YouTube is expanding its social commerce features as it introduces shopping features to the world’s biggest video streaming site.
The move comes as a way of diversifying income as the digital ad slowdown starts to affect the tech sector.
Its new ecommerce feature has been introduced to its Shorts medium, the Alphabet-owned company’s attempt to edge in on TikTok‘s short-form video dominance.
Users will be able to shop for products as they scroll through their YouTube shorts feed.
The platform is also testing new commission schemes for influencers who sell products through links in videos while it battles to hold on to creators amid hot competition from social media rivals, mainly TikTok.
“Our goal is to focus on the best monetization opportunities for creators in the market,” YouTube Shopping’s general manager Michael Martin told the Financial Times.
YouTube’s advertising sales fell and missed analyst expectations for the first time in Alphabet’s last earnings.

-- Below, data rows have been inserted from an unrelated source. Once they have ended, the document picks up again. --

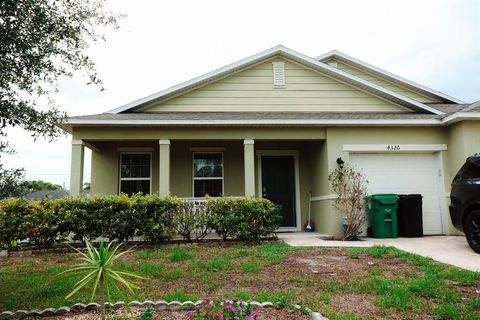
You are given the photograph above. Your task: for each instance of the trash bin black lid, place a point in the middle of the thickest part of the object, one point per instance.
(388, 198)
(414, 195)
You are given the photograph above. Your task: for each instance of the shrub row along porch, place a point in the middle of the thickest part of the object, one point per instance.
(155, 219)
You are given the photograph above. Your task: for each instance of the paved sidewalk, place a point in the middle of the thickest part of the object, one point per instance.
(453, 250)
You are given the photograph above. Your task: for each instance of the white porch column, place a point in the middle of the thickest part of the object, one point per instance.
(164, 168)
(249, 167)
(76, 167)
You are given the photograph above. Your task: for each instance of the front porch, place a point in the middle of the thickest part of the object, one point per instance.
(284, 171)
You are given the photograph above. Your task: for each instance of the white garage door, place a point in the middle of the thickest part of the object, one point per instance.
(406, 174)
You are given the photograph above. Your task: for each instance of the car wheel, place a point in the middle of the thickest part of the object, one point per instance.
(472, 230)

The social commerce market is expected to grow by more than $2 trillion globally by 2025, however, it has so far been the most successful in China, where shoppers purchased $352 billion worth of goods last year, according to management consultancy McKinsey.
The company is planning on rolling out two pilot schemes over the course of 2023.
It is currently piloting its “affiliate marketing” scheme — paying commission to creators that sell products — with a select number of US-based creators.
YouTube, the merchant and the creator all receive an undisclosed cut of each sale made through the new feature.
Creators will receive 45% of the revenue made through displaying ads between videos on Shorts from early next year.
Last year, popular Chinese influencer Austin Li sold over $1 billion worth of products in a single livestream broadcast on Chinese shopping platform Taobao.
“It is very much an endorsement model, versus a more traditional advertising model or a paid-placements model,” Martin add.
Despite the success of livestream shopping in the east, Martin said he felt it would be a period of time “until live shopping emerges at scale” globally.